Purpose. The research based on FDS modeling aims to identify design parameters influence of the façade firefighting eaves at fire compartment border on the prevention of fire spreading in high-rise buildings.
Methods. To calculate the temperature in high-rise building model Pyrosim computer system is used which serves as the user's shell application Fire Dynamics Simulator (FDS). This FDS system uses numerical algorithms to solve the complete Navier-Stokes differential equation system to determine the temperature and other hazardous factors during a fire.
Results. This article deals with the results of using the FDS modeling to substantiate fire-fighting eaves design parameters, which are extended beyond the facade and are located at fire compartment border along the perimeter of high-rise buildings with a conventional height of more than 73.5 m. A comparative analysis of eaves' design parameters and their effect on the temperature distribution along the building facade during a possible fire was conducted. Comparative dependences of tempera-ture distribution on building facades were constructed, as well as their heating areas were determined.

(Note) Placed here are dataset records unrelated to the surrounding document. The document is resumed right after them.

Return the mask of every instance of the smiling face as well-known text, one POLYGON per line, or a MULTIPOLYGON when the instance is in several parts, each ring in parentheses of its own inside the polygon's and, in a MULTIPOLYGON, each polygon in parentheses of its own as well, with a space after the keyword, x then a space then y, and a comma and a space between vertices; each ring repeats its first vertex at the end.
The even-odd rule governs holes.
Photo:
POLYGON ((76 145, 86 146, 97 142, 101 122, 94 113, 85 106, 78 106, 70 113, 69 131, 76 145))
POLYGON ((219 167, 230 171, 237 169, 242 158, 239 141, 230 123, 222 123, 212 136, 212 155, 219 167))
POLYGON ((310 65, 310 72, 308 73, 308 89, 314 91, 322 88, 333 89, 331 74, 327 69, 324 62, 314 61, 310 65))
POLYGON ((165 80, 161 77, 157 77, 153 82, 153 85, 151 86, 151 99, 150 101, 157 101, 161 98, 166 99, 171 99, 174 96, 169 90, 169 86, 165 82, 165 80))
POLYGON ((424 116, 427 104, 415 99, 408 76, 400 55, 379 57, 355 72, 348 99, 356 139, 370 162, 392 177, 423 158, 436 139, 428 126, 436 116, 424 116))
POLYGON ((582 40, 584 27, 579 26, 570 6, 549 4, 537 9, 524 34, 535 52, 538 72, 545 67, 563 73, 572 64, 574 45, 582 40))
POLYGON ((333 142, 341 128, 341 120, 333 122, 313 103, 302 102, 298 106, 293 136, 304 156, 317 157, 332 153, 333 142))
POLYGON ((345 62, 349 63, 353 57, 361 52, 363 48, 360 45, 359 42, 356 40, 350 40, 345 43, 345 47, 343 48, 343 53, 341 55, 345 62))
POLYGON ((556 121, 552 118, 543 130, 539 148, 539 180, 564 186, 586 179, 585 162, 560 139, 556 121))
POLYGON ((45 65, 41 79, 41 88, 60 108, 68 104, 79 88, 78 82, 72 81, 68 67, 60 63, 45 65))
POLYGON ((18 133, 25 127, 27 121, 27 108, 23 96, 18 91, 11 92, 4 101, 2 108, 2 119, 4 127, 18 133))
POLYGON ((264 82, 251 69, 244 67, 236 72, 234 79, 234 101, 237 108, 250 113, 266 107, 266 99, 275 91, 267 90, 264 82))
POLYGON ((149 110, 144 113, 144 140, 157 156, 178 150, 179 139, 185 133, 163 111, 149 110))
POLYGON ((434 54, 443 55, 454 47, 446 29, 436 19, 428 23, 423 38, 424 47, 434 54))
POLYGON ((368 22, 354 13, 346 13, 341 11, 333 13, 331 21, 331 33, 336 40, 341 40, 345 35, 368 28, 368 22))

Scientific novelty. According to national and foreign regulations requirement analytical research and information sources on the of high-rise buildings design, fire safety requirements to the high-rise public buildings facades with a conventional height of more than 73.5 m were scientifically substantiated in terms of the requirements formation for limiting the fire spreading, smoke and building facades exterior constructions heating.
Practical value. Obtained data was analyzed as a result of FDS modeling under the same reference conditions to provide a conclusion on facade fire-fighting eaves design parameters effectiveness at fire compartment border and further improvement ways of their construction and fire spread prevention in high-rise buildings.